On 06/16/2015 03:19 AM, Kevin Hilman wrote:
Riku Voipio riku.voipio@linaro.org writes:
On 11 June 2015 at 15:18, Milosz Wasilewski milosz.wasilewski@linaro.org wrote:
On 11 June 2015 at 09:31, Alex Shi alex.shi@linaro.org wrote:
The following format would be better than current. | kernel 1| kernel 2| |benchmark 1| value x | value x2| |benchmark 2| value y | value y2|
Again, this isn't possible for single run as we're only running on a single kernel. Such feature requires raw data postprocessing ans most likely will not be a part of LAVA. LAVA will be used to run tests and store raw data. The comparison will happen somewhere else. I just had a meeting with ARM ART (Android RunTime) team and they requested similar comparison features for their benchmarks. They are willing to share code they're using. This includes DB for storing the benchmark results and some scripts that do comparison. So eventually we will get the build-to-build or branch-to-branch comparison. For the moment let's focus on collecting the benchmark data and making sure we store everything you need.

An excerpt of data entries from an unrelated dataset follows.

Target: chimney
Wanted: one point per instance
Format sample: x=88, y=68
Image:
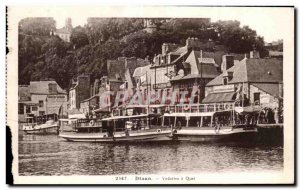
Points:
x=227, y=62
x=96, y=86
x=168, y=47
x=52, y=87
x=254, y=54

It seems LKP itself has result comparing tools. We can upload the raw data as a test run attachment to LAVA, and extract them for post processing with LKP scripts. It is worth at least testing these before re-inventing them.
From a kernel developer PoV, I just want to re-iterate that what's most important for these performance/benchmark "tests" is not the specific values/results, but the comparison of results to other kernels and the trends over time. The trending could be done with LAVA image reports, but the comparison to other kernels will likely need to be some external post-processing tool.
Of course, the first phase is the simple pass/fail so we know the benchmarks actualy run (or why they didn't) but the more important phase is the ability to compare performance/benchmarks.
Yes, definitely!
When the different performance result show on different kernel on a same specific board, we know the kernel has an performance issue. Then performance monitor tools, like vmstat/iostat, or the kernel profiling data will give some clues for problem location. Further more, if the testing infrastructure can locate the buggy commit via bisection, it would be perfect!